26. A method of filtering fluid, comprising:

providing a bypass valve wherein the bypass valve comprises a bypass valve seal door;

opening the bypass valve seal door along a guide disposed on the bypass valve to permit fluid through the raised bypass valve seal door; and

closing the bypass valve seal door along the guide disposed on the bypass valve to prevent passing fluid through the bypass valve.

27. The method of claim 26, wherein the bypass valve comprises a bypass valve pan and a bypass valve lid.

28. The method of claim 27, wherein the bypass valve pan and the bypass valve lid comprise a lattice structure.

29. The method of claim 26, wherein the bypass valve comprises a bypass valve frame, wherein the guide is disposed on the bypass valve frame.

30. The method of claim 26, wherein the bypass valve seal door has a recession for accepting the guide.

31. A system of filtering fluid, comprising:

a filtering means;

a filter supporting means surrounding the filtering means;

a housing means surrounding the filtering means and the filter supporting means; and

a bypass flow means comprising: a bypass flow supporting means; a first bypass housing means disposed adjacent the bypass flow supporting means; a second bypass housing means disposed adjacent the bypass flow supporting means; a sealing means disposed between the first and the second bypass housing means, moveable between an open position and a closed position; and a guiding means for guiding the sealing means.

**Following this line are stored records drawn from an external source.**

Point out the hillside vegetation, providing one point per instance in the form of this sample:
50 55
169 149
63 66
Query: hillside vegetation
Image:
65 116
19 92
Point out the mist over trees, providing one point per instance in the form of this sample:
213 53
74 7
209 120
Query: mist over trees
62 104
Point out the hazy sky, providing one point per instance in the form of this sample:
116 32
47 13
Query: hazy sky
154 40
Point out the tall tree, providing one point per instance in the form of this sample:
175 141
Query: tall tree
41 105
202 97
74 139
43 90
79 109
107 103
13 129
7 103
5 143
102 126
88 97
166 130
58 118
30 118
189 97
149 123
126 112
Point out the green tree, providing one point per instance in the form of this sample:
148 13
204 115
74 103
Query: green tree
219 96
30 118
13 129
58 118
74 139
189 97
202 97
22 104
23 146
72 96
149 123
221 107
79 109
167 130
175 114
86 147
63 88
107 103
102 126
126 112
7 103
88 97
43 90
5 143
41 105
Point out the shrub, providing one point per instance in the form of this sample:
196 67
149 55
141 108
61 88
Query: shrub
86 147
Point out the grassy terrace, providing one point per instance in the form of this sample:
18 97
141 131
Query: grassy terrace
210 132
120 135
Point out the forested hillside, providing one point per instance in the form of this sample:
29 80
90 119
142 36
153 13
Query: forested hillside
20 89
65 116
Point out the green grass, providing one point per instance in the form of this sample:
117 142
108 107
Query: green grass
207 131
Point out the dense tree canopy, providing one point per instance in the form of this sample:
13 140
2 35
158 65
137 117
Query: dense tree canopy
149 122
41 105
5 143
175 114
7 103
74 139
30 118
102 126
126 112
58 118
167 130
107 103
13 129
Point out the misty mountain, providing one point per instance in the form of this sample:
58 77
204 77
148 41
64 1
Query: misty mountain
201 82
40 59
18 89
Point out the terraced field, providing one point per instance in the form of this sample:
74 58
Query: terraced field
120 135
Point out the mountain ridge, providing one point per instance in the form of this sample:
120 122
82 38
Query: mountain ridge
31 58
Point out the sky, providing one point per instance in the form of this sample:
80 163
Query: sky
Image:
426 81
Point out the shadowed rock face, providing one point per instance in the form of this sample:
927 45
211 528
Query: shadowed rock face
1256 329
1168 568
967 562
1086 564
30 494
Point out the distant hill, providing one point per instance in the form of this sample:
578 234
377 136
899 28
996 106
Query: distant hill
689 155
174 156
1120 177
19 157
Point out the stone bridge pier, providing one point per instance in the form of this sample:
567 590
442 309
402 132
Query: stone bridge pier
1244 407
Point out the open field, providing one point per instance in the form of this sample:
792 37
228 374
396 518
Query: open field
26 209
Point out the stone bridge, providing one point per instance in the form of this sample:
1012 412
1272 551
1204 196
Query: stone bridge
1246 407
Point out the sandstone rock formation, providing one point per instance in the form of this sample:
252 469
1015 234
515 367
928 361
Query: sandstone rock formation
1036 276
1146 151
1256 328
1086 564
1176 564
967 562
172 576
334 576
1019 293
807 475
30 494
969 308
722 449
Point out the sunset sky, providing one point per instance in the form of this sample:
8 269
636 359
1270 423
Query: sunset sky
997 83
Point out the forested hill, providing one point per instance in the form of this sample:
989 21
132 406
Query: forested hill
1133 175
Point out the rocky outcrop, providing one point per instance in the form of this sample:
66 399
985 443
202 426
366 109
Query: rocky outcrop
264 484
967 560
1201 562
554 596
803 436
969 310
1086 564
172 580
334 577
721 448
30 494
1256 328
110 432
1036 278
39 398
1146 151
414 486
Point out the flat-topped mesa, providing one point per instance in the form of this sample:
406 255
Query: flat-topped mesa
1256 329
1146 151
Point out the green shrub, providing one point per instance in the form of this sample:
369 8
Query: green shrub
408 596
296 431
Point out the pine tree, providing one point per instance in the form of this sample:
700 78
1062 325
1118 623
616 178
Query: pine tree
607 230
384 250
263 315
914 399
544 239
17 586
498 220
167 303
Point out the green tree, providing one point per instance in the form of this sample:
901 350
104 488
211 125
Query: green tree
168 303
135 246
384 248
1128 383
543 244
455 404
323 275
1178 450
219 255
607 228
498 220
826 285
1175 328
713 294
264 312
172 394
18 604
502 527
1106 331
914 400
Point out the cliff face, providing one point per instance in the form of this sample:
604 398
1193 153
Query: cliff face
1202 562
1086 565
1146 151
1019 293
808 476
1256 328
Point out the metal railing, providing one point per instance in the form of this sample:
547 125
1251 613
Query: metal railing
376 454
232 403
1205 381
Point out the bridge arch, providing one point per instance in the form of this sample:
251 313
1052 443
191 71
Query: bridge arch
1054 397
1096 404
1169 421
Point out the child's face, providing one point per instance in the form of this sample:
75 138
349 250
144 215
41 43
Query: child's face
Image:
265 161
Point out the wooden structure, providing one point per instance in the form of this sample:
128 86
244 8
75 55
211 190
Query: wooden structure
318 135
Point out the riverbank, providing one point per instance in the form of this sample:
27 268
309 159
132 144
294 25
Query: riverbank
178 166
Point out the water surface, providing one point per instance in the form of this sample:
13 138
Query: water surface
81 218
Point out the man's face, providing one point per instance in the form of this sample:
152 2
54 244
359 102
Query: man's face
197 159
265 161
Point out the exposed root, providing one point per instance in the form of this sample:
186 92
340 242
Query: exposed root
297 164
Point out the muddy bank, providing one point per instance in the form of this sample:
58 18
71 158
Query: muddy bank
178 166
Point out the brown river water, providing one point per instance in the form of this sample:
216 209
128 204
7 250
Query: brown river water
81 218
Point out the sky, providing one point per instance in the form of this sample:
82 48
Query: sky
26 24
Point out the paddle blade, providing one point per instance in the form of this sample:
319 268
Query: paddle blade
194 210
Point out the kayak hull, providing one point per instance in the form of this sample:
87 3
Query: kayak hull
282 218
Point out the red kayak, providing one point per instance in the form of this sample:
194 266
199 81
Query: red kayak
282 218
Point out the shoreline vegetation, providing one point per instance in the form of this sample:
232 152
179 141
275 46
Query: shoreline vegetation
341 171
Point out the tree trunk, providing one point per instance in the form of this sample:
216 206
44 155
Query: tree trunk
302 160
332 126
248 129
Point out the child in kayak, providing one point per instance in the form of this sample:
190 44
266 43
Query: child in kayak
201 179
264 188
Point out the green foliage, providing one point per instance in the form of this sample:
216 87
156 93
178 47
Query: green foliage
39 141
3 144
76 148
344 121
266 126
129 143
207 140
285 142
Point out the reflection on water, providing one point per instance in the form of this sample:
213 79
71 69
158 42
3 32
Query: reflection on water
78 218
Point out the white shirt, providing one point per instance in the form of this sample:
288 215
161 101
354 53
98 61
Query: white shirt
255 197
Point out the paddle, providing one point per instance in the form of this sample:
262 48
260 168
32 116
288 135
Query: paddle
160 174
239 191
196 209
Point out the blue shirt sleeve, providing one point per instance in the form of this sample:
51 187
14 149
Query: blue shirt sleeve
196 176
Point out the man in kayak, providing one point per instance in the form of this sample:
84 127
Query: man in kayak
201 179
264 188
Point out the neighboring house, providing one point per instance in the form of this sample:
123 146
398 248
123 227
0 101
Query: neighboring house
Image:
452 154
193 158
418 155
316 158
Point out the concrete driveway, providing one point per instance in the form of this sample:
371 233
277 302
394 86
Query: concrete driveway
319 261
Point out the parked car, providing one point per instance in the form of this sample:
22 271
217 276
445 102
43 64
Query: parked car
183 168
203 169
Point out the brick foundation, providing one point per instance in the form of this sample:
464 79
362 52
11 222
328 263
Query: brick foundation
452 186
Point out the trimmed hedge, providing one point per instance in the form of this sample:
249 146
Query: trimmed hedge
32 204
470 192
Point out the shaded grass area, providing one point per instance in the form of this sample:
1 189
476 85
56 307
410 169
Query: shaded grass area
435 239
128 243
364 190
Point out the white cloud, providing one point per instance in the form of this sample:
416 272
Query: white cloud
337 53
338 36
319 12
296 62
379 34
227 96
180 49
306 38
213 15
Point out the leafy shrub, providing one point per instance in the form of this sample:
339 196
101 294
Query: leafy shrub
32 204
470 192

32. The system of claim 31, wherein the filter supporting means comprises a frame.

33. The system of claim 32, wherein the frame is formed of a thermoplastic resin.

34. The system of claim 31, wherein the filtering means is a filter media.

35. The system of claim 34, wherein the filter media is pleated.

36. The system of claim 31, wherein the filter supporting means and the bypass flow supporting means are formed of unitary construction.